Según sus palabras, no la llamó, no quería saber nada de la sombra de su hija, no quería saber por qué se había matado ni pedirle que lo perdonara ni regañarla. Se limitó a pasar por su lado rozándola apenas para cerrar la ventana, pero el espectro se volvió y entonces el señor Lisbon vio que era Bonnie, envuelta en una sábana.

– No te preocupes -le dijo ella con voz tranquila-, porque ya han sacado la verja.

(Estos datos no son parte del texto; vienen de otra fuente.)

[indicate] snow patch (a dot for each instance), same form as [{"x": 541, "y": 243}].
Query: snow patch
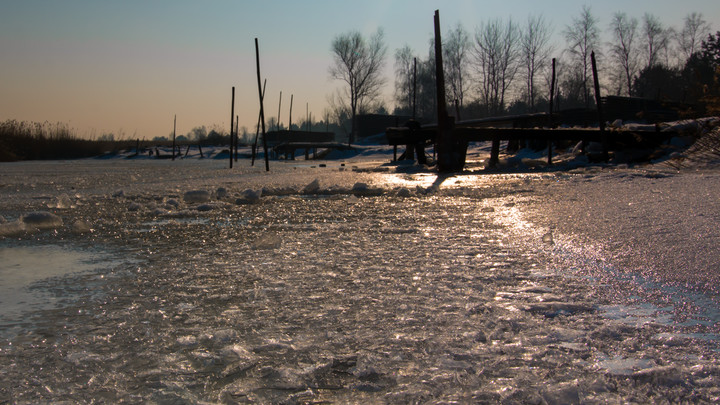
[{"x": 42, "y": 220}]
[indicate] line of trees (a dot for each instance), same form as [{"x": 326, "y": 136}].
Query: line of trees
[{"x": 504, "y": 66}]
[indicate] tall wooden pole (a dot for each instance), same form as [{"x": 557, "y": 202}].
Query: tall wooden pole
[
  {"x": 257, "y": 130},
  {"x": 232, "y": 120},
  {"x": 279, "y": 104},
  {"x": 414, "y": 88},
  {"x": 451, "y": 151},
  {"x": 174, "y": 129},
  {"x": 262, "y": 110},
  {"x": 598, "y": 101},
  {"x": 552, "y": 100},
  {"x": 290, "y": 120}
]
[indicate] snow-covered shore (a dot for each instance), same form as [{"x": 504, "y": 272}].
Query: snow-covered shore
[{"x": 358, "y": 281}]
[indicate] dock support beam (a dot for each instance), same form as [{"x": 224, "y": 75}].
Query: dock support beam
[{"x": 451, "y": 150}]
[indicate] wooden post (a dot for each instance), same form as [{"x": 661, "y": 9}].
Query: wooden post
[
  {"x": 598, "y": 101},
  {"x": 174, "y": 129},
  {"x": 279, "y": 104},
  {"x": 290, "y": 120},
  {"x": 451, "y": 152},
  {"x": 414, "y": 88},
  {"x": 232, "y": 118},
  {"x": 257, "y": 131},
  {"x": 262, "y": 111},
  {"x": 552, "y": 100}
]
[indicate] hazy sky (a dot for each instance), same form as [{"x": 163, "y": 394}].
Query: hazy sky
[{"x": 128, "y": 66}]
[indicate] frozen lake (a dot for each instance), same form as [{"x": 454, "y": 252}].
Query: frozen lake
[{"x": 190, "y": 282}]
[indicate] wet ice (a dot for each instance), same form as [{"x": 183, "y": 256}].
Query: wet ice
[{"x": 345, "y": 290}]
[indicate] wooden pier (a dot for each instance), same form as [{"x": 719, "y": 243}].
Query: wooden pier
[{"x": 500, "y": 129}]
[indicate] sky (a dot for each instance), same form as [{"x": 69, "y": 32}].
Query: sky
[{"x": 128, "y": 67}]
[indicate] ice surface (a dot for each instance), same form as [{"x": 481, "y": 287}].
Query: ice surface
[
  {"x": 196, "y": 196},
  {"x": 42, "y": 220},
  {"x": 376, "y": 287}
]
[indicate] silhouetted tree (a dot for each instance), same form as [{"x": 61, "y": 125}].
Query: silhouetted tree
[
  {"x": 655, "y": 40},
  {"x": 404, "y": 61},
  {"x": 583, "y": 37},
  {"x": 358, "y": 62},
  {"x": 689, "y": 38},
  {"x": 535, "y": 49},
  {"x": 658, "y": 82},
  {"x": 455, "y": 53},
  {"x": 497, "y": 52},
  {"x": 623, "y": 50}
]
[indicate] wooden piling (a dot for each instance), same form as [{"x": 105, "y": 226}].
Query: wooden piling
[
  {"x": 257, "y": 130},
  {"x": 232, "y": 118},
  {"x": 279, "y": 105},
  {"x": 174, "y": 129},
  {"x": 262, "y": 111},
  {"x": 598, "y": 101},
  {"x": 451, "y": 151},
  {"x": 550, "y": 119}
]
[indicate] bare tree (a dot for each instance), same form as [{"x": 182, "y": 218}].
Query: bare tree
[
  {"x": 536, "y": 49},
  {"x": 359, "y": 62},
  {"x": 695, "y": 28},
  {"x": 656, "y": 39},
  {"x": 623, "y": 49},
  {"x": 455, "y": 50},
  {"x": 496, "y": 54},
  {"x": 583, "y": 37},
  {"x": 404, "y": 63}
]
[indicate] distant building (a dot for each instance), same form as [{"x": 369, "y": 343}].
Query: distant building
[{"x": 373, "y": 124}]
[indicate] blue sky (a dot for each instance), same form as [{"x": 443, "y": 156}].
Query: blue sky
[{"x": 127, "y": 67}]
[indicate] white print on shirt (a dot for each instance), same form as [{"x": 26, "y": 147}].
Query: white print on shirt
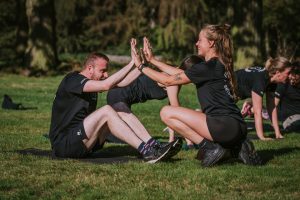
[
  {"x": 227, "y": 90},
  {"x": 255, "y": 69}
]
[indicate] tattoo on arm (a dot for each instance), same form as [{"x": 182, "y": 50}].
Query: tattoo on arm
[{"x": 177, "y": 77}]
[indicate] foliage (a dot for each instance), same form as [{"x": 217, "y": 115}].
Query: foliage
[
  {"x": 259, "y": 28},
  {"x": 40, "y": 177},
  {"x": 282, "y": 27}
]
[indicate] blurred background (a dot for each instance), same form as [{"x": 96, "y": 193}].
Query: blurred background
[{"x": 42, "y": 37}]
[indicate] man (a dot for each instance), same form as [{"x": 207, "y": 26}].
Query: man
[{"x": 77, "y": 128}]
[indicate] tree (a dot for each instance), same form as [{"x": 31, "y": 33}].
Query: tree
[
  {"x": 41, "y": 54},
  {"x": 282, "y": 27}
]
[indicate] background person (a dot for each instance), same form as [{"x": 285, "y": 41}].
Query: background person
[
  {"x": 287, "y": 100},
  {"x": 254, "y": 82}
]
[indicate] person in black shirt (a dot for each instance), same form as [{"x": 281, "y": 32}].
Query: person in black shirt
[
  {"x": 78, "y": 128},
  {"x": 287, "y": 100},
  {"x": 220, "y": 123},
  {"x": 141, "y": 90},
  {"x": 254, "y": 82}
]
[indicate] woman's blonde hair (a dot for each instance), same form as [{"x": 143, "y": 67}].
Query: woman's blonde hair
[
  {"x": 277, "y": 64},
  {"x": 220, "y": 34}
]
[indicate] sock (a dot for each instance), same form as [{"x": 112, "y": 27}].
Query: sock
[
  {"x": 141, "y": 147},
  {"x": 151, "y": 142},
  {"x": 203, "y": 143},
  {"x": 144, "y": 147}
]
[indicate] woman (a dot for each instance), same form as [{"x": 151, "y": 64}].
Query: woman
[
  {"x": 287, "y": 99},
  {"x": 254, "y": 82},
  {"x": 220, "y": 123},
  {"x": 141, "y": 90}
]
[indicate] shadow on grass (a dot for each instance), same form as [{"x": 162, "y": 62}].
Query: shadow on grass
[
  {"x": 107, "y": 155},
  {"x": 269, "y": 154}
]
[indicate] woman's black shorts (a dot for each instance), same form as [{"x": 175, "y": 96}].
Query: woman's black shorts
[{"x": 226, "y": 130}]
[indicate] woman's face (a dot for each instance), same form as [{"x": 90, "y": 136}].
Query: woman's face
[
  {"x": 281, "y": 77},
  {"x": 203, "y": 44},
  {"x": 294, "y": 79}
]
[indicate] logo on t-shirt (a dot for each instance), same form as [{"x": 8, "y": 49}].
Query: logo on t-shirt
[{"x": 79, "y": 132}]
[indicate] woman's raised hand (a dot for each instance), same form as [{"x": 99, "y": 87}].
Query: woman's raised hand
[
  {"x": 147, "y": 50},
  {"x": 134, "y": 52}
]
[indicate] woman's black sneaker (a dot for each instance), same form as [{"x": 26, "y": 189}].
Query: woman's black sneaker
[{"x": 156, "y": 153}]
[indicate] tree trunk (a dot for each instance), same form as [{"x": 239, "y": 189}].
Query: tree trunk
[
  {"x": 22, "y": 31},
  {"x": 41, "y": 48},
  {"x": 248, "y": 33}
]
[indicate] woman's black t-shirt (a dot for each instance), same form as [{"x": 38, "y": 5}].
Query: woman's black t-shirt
[
  {"x": 289, "y": 100},
  {"x": 254, "y": 79},
  {"x": 213, "y": 89},
  {"x": 140, "y": 90}
]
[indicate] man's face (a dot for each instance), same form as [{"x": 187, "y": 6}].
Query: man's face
[
  {"x": 203, "y": 44},
  {"x": 99, "y": 70}
]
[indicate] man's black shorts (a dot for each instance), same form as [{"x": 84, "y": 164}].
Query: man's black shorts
[{"x": 70, "y": 144}]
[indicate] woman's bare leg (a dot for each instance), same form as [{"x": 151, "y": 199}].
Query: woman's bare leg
[{"x": 189, "y": 123}]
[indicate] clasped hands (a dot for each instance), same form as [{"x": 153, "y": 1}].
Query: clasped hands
[{"x": 144, "y": 55}]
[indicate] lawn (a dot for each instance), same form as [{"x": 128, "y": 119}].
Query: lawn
[{"x": 118, "y": 174}]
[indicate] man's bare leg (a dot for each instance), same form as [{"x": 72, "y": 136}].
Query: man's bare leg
[
  {"x": 132, "y": 121},
  {"x": 106, "y": 116}
]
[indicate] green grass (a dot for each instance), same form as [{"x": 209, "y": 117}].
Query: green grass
[{"x": 39, "y": 177}]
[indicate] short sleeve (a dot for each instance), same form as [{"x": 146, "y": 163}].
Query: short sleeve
[
  {"x": 259, "y": 86},
  {"x": 280, "y": 90},
  {"x": 75, "y": 83},
  {"x": 199, "y": 73}
]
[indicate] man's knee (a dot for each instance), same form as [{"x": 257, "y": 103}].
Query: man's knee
[
  {"x": 121, "y": 107},
  {"x": 165, "y": 113}
]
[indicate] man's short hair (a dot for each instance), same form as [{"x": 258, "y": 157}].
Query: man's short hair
[
  {"x": 295, "y": 68},
  {"x": 90, "y": 59}
]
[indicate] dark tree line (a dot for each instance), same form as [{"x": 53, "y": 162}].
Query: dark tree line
[{"x": 35, "y": 32}]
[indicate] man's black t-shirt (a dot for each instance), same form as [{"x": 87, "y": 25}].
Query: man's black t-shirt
[
  {"x": 71, "y": 105},
  {"x": 289, "y": 100},
  {"x": 213, "y": 89},
  {"x": 254, "y": 79},
  {"x": 140, "y": 90}
]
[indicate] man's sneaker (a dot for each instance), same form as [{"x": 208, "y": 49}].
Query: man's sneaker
[
  {"x": 156, "y": 153},
  {"x": 248, "y": 155},
  {"x": 175, "y": 148},
  {"x": 210, "y": 153}
]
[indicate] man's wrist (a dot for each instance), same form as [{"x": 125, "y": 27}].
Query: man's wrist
[{"x": 141, "y": 67}]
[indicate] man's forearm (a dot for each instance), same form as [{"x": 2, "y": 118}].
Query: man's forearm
[{"x": 118, "y": 76}]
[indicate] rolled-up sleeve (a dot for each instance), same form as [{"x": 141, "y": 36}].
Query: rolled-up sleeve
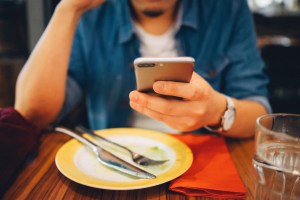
[{"x": 245, "y": 77}]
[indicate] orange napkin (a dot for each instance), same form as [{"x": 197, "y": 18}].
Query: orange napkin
[{"x": 212, "y": 173}]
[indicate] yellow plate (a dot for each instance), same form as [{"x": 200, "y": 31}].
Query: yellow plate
[{"x": 79, "y": 164}]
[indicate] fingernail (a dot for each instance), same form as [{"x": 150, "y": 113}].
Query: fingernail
[{"x": 133, "y": 96}]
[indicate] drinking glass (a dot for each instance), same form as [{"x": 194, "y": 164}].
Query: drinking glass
[{"x": 277, "y": 157}]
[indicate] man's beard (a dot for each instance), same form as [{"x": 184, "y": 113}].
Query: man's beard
[{"x": 153, "y": 13}]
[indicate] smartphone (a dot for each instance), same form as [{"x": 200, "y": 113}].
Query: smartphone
[{"x": 149, "y": 70}]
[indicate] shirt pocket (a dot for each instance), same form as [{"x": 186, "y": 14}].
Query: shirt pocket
[{"x": 211, "y": 69}]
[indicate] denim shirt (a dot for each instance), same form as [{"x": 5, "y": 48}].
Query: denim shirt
[{"x": 218, "y": 34}]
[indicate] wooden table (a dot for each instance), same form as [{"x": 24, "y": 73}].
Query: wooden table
[{"x": 40, "y": 179}]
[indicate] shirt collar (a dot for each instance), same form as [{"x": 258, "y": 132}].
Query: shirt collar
[{"x": 187, "y": 16}]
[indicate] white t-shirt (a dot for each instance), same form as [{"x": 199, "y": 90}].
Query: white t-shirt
[{"x": 154, "y": 46}]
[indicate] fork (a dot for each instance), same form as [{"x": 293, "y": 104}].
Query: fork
[
  {"x": 108, "y": 159},
  {"x": 137, "y": 158}
]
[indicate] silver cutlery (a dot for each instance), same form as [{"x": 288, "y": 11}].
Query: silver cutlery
[
  {"x": 107, "y": 158},
  {"x": 137, "y": 158}
]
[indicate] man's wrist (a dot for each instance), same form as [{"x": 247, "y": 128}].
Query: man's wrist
[
  {"x": 227, "y": 119},
  {"x": 66, "y": 9}
]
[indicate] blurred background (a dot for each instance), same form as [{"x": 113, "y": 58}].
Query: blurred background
[{"x": 277, "y": 24}]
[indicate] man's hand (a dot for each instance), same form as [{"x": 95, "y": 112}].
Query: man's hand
[
  {"x": 81, "y": 5},
  {"x": 201, "y": 104}
]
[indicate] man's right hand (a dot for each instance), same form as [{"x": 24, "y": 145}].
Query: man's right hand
[{"x": 81, "y": 5}]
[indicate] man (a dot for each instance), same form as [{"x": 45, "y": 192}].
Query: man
[{"x": 218, "y": 34}]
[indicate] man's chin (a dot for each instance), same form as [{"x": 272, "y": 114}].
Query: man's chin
[{"x": 153, "y": 13}]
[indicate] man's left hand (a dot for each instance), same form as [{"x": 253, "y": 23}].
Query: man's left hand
[{"x": 199, "y": 104}]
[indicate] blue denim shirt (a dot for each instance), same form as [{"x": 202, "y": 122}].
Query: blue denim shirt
[{"x": 218, "y": 34}]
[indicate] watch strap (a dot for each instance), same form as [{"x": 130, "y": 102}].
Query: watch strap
[{"x": 225, "y": 124}]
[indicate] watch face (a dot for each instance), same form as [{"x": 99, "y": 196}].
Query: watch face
[{"x": 228, "y": 119}]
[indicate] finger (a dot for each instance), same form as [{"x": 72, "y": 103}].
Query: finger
[
  {"x": 190, "y": 91},
  {"x": 180, "y": 123},
  {"x": 167, "y": 106}
]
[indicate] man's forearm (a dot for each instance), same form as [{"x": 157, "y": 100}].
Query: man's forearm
[
  {"x": 246, "y": 114},
  {"x": 41, "y": 84}
]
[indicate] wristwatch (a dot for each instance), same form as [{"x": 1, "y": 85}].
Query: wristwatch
[{"x": 227, "y": 119}]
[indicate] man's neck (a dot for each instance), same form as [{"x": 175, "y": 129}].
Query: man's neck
[{"x": 156, "y": 25}]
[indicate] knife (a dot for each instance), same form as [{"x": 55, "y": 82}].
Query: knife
[{"x": 108, "y": 159}]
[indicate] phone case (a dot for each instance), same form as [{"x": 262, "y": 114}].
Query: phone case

En una nota manuscrita que mostraba la caligrafía perfeccionada durante sus años de estudiante en Zurich, el doctor Hornicker citó al señor y a la señora Lisbon para una segunda consulta, a la que sin embargo no acudieron. Por lo que pudimos observar durante el resto del verano, la señora Lisbon se hizo cargo nuevamente de la casa mientras el señor Lisbon se retiraba en la sombra. Cuando volvimos a verlo, tenía el aire pusilánime de un pariente pobre. A finales de agosto, durante las semanas de preparativos que anteceden al principio del curso, comenzó a salir furtivamente de la casa por la puerta trasera. El coche gimoteaba en el garaje y, cuando se levantaba la puerta automática, salía indeciso, de medio lado, como un animal al que le faltara una pata. A través del parabrisas veíamos al señor Lisbon al volante, el cabello todavía húmedo y la cara con restos de crema de afeitar, e inexpresiva cuando golpeaba con el tubo de escape el camino de entrada y arrancaba chispas, lo que ocurría siempre. A las seis de la tarde regresaba a casa. En cuanto aparecía por el camino de entrada, la puerta del garaje se estremecía un momento antes de engullirlo y ya no volvíamos a verlo hasta la mañana siguiente, cuando el golpe metálico del tubo de escape anunciaba su salida.